Mendiagnosis autisme pada anak perempuan memang membutuhkan kepekaan lebih, wawasan lebih luas, kesadaran bahwa autisme tidak selalu tampak “keras.” Orang tua perlu berani bertanya. Guru perlu peka pada anak yang “terlalu diam.” Dokter perlu melihat lebih dari sekadar checklist gejala klasik.

Semakin banyak kita memahami perbedaan manifestasi autisme pada laki-laki dan perempuan, semakin besar peluang anak-anak ini mendapatkan bantuan lebih awal.

Membahas autisme pada anak perempuan bukan berarti mengecilkan fakta bahwa autisme memang lebih banyak terdiagnosis pada anak laki-laki. Keduanya sama-sama penting.

Yang kita butuhkan adalah pendekatan yang lebih adil dan menyeluruh agar tidak ada anak yang terlewat hanya karena ia tidak sesuai dengan gambaran umum.

Saya sering kembali teringat ruang tunggu terapi itu. Anak-anak laki-laki yang ramai. Kursi-kursi yang penuh. Dan bayangan anak-anak perempuan yang mungkin ada di luar sana diam, patuh, berusaha menyesuaikan diri, tapi tidak pernah benar-benar dipahami.

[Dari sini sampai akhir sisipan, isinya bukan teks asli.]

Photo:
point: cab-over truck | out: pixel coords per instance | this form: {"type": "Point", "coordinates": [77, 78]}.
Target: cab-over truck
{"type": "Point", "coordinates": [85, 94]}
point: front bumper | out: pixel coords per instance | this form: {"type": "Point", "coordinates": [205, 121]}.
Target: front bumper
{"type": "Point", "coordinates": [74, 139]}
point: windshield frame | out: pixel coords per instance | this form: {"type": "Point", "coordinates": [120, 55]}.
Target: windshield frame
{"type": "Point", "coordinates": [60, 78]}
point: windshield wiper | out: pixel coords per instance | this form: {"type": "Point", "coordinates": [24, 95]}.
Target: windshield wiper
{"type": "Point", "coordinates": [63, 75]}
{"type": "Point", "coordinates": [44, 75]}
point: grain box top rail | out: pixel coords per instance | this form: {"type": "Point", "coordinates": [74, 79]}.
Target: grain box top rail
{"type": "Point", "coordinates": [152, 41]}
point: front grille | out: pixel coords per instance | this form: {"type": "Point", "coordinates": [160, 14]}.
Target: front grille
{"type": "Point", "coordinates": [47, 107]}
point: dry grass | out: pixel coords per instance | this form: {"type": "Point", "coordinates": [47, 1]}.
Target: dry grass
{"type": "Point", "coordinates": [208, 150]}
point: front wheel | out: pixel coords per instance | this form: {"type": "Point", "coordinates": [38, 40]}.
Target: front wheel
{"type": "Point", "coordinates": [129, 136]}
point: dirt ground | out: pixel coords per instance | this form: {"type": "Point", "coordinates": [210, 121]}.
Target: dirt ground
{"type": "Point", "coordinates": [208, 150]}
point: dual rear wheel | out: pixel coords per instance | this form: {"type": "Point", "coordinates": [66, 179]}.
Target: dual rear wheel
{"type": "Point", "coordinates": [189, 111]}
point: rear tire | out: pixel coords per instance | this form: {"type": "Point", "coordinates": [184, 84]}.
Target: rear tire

Semoga, dengan semakin banyak tulisan, percakapan, dan kesadaran, kita bisa menciptakan sistem yang lebih peka. Bukan hanya untuk anak autis laki-laki, tapi juga untuk anak autis perempuan yang selama ini terlalu sering tidak terlihat. Karena setiap anak, apa pun spektrumnya, berhak dikenali, dipahami, dan didukung.